NİSÂ SURESİ 47. Ayeti Harun Yıldırım Meali
Medine döneminde inmiştir. 176 âyettir. Sûre, özellikle kadın haklarından, onların hukûkî ve sosyal konumlarından bahsettiği için bu adı almıştır. “Nisâ” kadınlar demektir.
يَا أَيُّهَا الَّذِينَ أُوتُواْ الْكِتَابَ آمِنُواْ بِمَا نَزَّلْنَا مُصَدِّقًا لِّمَا مَعَكُم مِّن قَبْلِ أَن نَّطْمِسَ وُجُوهًا فَنَرُدَّهَا عَلَى أَدْبَارِهَا أَوْ نَلْعَنَهُمْ كَمَا لَعَنَّا أَصْحَابَ السَّبْتِ وَكَانَ أَمْرُ اللّهِ مَفْعُولاً ﴿٤٧﴾
Ayet Transkripsiyonu ve Sade Meali
söz öbeklerinin üzerine farenizi sürükleyerek çevirilerini görebilirsiniz.
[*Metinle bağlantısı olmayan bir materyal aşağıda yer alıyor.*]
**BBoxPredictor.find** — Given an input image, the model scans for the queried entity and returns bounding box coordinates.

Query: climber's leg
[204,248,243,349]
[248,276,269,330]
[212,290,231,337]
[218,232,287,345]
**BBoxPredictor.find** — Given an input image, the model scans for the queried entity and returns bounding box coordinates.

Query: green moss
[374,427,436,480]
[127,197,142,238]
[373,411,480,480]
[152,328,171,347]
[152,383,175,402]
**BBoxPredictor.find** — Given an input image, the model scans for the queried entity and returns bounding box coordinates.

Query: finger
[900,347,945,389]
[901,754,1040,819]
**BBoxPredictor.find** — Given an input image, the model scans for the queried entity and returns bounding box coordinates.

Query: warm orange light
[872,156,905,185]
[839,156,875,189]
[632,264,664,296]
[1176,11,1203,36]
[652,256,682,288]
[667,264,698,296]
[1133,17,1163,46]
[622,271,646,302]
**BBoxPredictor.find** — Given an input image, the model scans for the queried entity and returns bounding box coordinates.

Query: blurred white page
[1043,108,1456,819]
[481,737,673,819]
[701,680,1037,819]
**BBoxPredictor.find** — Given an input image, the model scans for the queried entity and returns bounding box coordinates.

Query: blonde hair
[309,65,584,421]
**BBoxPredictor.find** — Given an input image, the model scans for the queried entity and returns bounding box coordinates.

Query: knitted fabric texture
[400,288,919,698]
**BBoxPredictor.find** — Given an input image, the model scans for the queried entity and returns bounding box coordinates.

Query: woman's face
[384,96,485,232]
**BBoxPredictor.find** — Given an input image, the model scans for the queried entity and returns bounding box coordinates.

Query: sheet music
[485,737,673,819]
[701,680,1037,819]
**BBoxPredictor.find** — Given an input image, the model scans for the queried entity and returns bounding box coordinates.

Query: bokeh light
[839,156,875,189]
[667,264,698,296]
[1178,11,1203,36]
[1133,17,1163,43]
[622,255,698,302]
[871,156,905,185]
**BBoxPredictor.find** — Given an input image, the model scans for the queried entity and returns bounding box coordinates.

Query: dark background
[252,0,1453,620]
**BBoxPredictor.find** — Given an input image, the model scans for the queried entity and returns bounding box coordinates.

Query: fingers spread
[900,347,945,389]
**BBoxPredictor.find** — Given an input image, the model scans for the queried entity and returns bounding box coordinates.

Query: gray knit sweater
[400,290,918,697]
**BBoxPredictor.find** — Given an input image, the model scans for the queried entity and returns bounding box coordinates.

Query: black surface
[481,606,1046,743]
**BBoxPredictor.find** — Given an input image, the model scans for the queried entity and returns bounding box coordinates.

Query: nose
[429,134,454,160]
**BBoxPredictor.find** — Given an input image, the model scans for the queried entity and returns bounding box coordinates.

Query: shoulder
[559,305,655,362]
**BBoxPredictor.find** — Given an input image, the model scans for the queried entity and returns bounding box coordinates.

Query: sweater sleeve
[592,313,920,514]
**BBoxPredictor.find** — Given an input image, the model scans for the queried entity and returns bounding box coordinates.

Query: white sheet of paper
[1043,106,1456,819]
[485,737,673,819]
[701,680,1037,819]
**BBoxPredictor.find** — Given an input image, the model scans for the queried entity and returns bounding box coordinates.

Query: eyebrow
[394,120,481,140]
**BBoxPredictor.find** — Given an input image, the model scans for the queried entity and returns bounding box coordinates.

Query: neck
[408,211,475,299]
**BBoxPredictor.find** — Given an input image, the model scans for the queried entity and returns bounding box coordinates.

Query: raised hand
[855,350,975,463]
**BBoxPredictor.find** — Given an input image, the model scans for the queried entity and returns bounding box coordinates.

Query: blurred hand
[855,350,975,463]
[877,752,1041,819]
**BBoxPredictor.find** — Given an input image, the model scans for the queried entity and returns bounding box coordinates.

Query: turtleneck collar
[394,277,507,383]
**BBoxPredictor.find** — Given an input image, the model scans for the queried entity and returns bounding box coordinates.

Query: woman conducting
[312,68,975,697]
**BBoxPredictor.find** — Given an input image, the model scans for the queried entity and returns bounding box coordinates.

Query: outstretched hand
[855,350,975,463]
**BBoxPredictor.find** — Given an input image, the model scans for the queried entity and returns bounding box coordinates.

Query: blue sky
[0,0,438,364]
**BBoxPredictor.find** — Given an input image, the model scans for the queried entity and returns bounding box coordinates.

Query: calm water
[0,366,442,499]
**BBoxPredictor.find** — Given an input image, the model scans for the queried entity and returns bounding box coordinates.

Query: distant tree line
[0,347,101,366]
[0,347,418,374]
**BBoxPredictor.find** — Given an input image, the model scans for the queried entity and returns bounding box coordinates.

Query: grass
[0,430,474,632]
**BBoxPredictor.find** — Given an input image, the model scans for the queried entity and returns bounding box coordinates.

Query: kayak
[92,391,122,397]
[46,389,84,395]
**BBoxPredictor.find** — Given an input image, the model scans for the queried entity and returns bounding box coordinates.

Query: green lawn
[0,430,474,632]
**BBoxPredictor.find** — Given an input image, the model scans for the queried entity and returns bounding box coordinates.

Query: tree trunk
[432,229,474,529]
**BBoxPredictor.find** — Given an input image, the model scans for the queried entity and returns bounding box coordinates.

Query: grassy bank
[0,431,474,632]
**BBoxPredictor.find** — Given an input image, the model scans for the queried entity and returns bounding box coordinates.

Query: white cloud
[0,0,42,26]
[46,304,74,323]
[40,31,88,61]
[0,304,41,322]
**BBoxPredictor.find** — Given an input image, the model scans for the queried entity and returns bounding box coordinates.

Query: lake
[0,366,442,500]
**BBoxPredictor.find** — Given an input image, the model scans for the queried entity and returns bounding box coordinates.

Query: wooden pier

Çevirileri tablo halinde görmek için buraya tıklayın
Kelime | Türkçe karşılığı |
---|---|
yâ eyyuhâ | ey |
ellezîne | onlar, ...olanlar |
ûtû | verildi |
el kitâbe | kitap |
âminû | îmân edin |
bi- mâ | şeye |
nezzelnâ | biz indirdik |
musaddikan | tasdik edici olarak |
li mâ | şeyi, olanı |
mea-kum | sizinle beraber, yanınızda |
min kabli | önce den, önce |
en natmise | dümdüz etmemiz, silmemiz |
vucûhen | yüzler |
fe nerudde-hâ | böylece onu çeviririz |
alâ | ...'a |
edbâri-hâ | onun arkası, arkasına |
ev | veya |
nel'ane-hum | onlara lânet ederiz |
kemâ | gibi |
leannâ | lânet ettik |
ashâbe | sahib, halk |
es sebti | cumartesi günü |
ve kâne | ve oldu, ... idi, ...dır |
emru | emir, iş |
allâhi | Allah |
mef'ûlen | yapılmış, yerine gelmiştir |
Ey kendilerine kitap verilenler! Yanınızdakini (Tevrat’ı ve İncil’i) tasdik edici olarak indirdiğimize, “yüzleri silmemizden, böylece onları arkalarına çevirmemizden önce veya ashab-ı sebt’i (“cumartesi günü yasağı”nı çiğneyenleri) lânetlediğimiz gibi onları da lânetlememizden önce” îmân edin. Ve Allah’ın emri yapılmıştır (yerine gelmiştir).
NİSÂ SURESİ 47. Ayeti Harun Yıldırım Meali
Ey kitap verilenler! Bir takım yüzleri silmeden ve onları arkalarına çevirmeden veya onları Cumartesi ashabını lanetlediğimiz gibi lanetlemeden önce beraberinizde bulunanı doğrulayıcı olarak indirdiğimize iman edin! Şüphesiz ki Allah’ın emri yerine gelmiştir.